Equilibrium in Markets: Algorithms and Complexity

Market equilibrium is a central solution concept in economics, where prices are set such that the demand and supply are balanced. It has been under study ever since the inception of the field starting with the pioneering work of Adam Smith (1776) and Leon Walras (1874). In a celebrated result, Arrow and Debreu (1954) showed the existence of equilibrium using the Kakutani fixed point theorem, which is highly non-constructive. Since then many algorithms have been proposed, especially worth mentioning are algorithms of Scarf (1967) and Smale (1976) to find approximate fixed points.
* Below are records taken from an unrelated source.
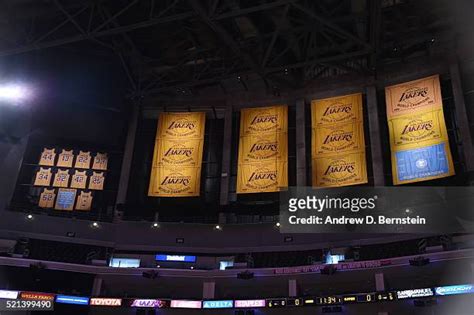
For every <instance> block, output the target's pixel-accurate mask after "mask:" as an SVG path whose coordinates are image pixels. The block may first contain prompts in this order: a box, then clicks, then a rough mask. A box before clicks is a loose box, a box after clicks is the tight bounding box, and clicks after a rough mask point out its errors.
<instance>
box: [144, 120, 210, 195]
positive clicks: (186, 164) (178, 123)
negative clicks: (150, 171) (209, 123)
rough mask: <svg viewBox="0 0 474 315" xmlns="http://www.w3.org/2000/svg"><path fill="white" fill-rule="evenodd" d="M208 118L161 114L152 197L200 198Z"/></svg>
mask: <svg viewBox="0 0 474 315" xmlns="http://www.w3.org/2000/svg"><path fill="white" fill-rule="evenodd" d="M205 122H206V114H205V113H202V112H195V113H194V112H186V113H161V114H160V117H159V121H158V127H157V132H156V140H155V148H154V153H153V165H152V170H151V176H150V185H149V189H148V196H153V197H193V196H199V192H200V183H201V164H202V152H203V146H204V128H205Z"/></svg>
While much progress has been made in the last century, computationally large part of progress happened in last fifteen years using tools from complexity theory, optimization and mathematical programming. This has led to a remarkable theory of computability of equilibria in markets. My work touches many aspects of this problem from computation to strategic analysis to learning. While the problem has turned out to be intractable for most of the important cases, designing even a non-enumerative algorithm for these cases remained elusive. I will show the first "practical" algorithms for a very general class of markets settling long standing open questions. These algorithms are based on the powerful machinery of linear complementarity problem (LCP) and complementary pivot (Simplex-like) algorithms. I will also show how these results help bring out a clear dichotomy among equilibrium computation problems.

Bio: Jugal Garg is currently a research fellow at Max-Planck-Institute for Informatics, Germany. Prior to that, he was a Algorithms and Randomness Center (ARC) postdoctoral fellow at Georgia Tech for two years. He received his PhD from IIT-Bombay in 2012. Jugal's research explores computational and strategic aspects of equilibria in game theory and economics, and their connections with dynamical systems and learning. He is interested broadly in design and analysis of algorithms, optimization and mathematical programming.